2014-12-10 12:12:22,060 ERROR org.apache.hadoop.hdfs.server.datanode.DataNode: DatanodeRegistration(127.0.0.1:50010, storageID=DS-957555695-10.0.1.9-50010-1418164764736, infoPort=50075, ipcPort=50020):DataXceiver
java.io.EOFException: while trying to read 65557 bytes
  at org.apache.hadoop.hdfs.server.datanode.BlockReceiver.readToBuf(BlockReceiver.java:296)
  at org.apache.hadoop.hdfs.server.datanode.BlockReceiver.readNextPacket(BlockReceiver.java:340)
  at org.apache.hadoop.hdfs.server.datanode.BlockReceiver.receivePacket(BlockReceiver.java:404)
  at org.apache.hadoop.hdfs.server.datanode.BlockReceiver.receiveBlock(BlockReceiver.java:582)
  at org.apache.hadoop.hdfs.server.datanode.DataXceiver.writeBlock(DataXceiver.java:404)
  at org.apache.hadoop.hdfs.server.datanode.DataXceiver.run(DataXceiver.java:112)
  at java.lang.Thread.run(Thread.java:695)
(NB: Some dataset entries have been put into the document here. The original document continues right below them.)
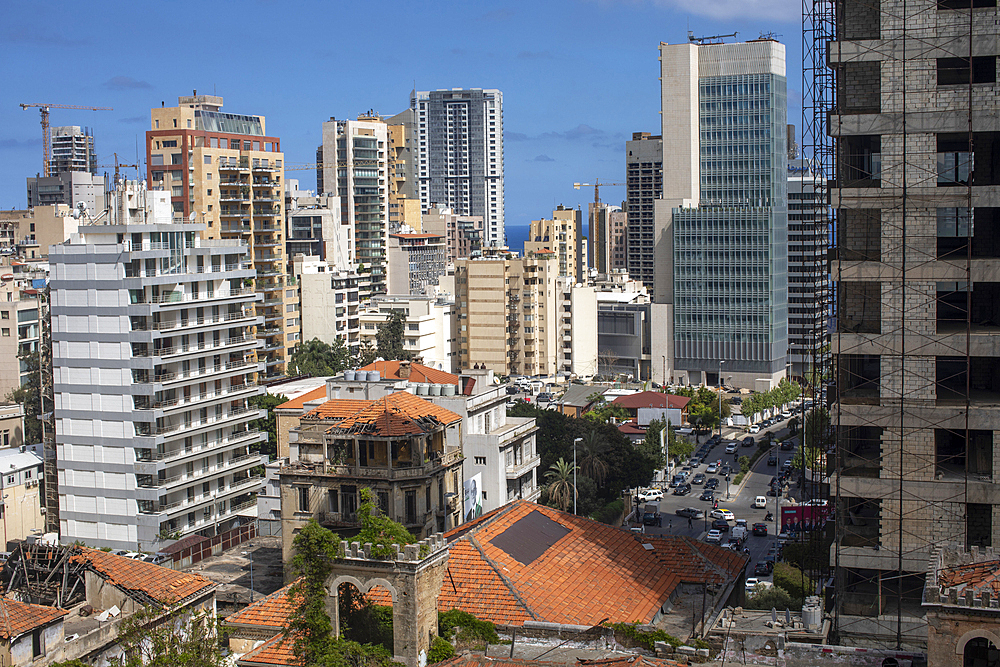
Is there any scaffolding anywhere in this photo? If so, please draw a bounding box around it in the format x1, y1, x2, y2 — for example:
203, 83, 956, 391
816, 0, 988, 649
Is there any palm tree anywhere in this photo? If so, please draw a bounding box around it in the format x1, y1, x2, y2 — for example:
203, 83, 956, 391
545, 458, 576, 512
580, 431, 608, 487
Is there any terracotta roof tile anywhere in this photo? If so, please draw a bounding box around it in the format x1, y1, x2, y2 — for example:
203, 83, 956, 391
303, 391, 462, 437
0, 596, 66, 640
274, 386, 326, 411
358, 359, 458, 384
611, 391, 691, 410
72, 547, 215, 604
236, 634, 302, 667
226, 584, 295, 629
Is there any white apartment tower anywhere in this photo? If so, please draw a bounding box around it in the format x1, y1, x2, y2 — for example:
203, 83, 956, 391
410, 88, 506, 246
49, 183, 267, 550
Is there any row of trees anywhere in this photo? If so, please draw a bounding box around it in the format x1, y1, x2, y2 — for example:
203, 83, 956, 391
742, 380, 802, 423
508, 403, 663, 516
288, 310, 411, 377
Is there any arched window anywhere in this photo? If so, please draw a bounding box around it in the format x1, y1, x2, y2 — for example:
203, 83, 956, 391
965, 637, 1000, 667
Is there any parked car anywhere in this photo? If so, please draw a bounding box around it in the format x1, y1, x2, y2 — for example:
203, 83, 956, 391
712, 519, 729, 533
639, 489, 663, 503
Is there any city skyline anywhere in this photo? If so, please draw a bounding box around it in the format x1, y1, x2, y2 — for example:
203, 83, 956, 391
0, 0, 801, 237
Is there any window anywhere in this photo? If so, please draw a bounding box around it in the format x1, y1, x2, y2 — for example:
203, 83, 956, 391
937, 56, 997, 86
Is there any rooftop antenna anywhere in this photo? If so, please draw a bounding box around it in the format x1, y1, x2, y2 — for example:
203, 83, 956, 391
688, 30, 740, 46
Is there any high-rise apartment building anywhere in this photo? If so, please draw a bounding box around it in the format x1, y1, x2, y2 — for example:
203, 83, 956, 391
589, 202, 628, 275
455, 250, 561, 376
524, 204, 587, 282
49, 125, 97, 176
656, 39, 788, 387
625, 132, 663, 291
146, 96, 300, 378
317, 113, 389, 301
49, 183, 267, 550
788, 159, 831, 383
828, 0, 1000, 648
410, 88, 506, 247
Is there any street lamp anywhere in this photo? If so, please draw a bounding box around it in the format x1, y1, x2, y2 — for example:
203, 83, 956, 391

I am able to read and write files to DFS directly. I can even run this job on a small subset of the data, but I can't get this Map/Reduce job to work correctly. Any idea what I'm doing wrong?

Notes about my setup:

  • Everything is running locally
  • Apache Mahout version 0.9
  • Hadoop version 1.2.1
  • Java version 1.6.0_65

hdfs-site.xml settings:

  • dfs.replication = 4
  • dfs.permissions = false
  • dfs.name.dir = /Users/juliuss/Dev/hdfs/name/
  • dfs.data.dir = /Users/juliuss/Dev/hdfs/data/
  • mapred.child.java.opts = -Xmx4096m
  • dfs.datanode.socket.write.timeout = 0

Solution

  • After messing with a million settings, none of which worked, I finally resolved this issue by dramatically reducing the split size:

    -Dmapred.max.split.size=16777216
    

    This increased the number of mappers from 10 to 40 for this dataset, which allowed them to complete correctly. Now that I've isolated the issue, I'm going to steadily increase the split size to find the right number. (For Random Forests you should find the largest split possible to get the best results.)

    Unfortunately, I don't know why the split size was causing the "All datanodes are bad. Aborting" error, as it's not the error I would expect.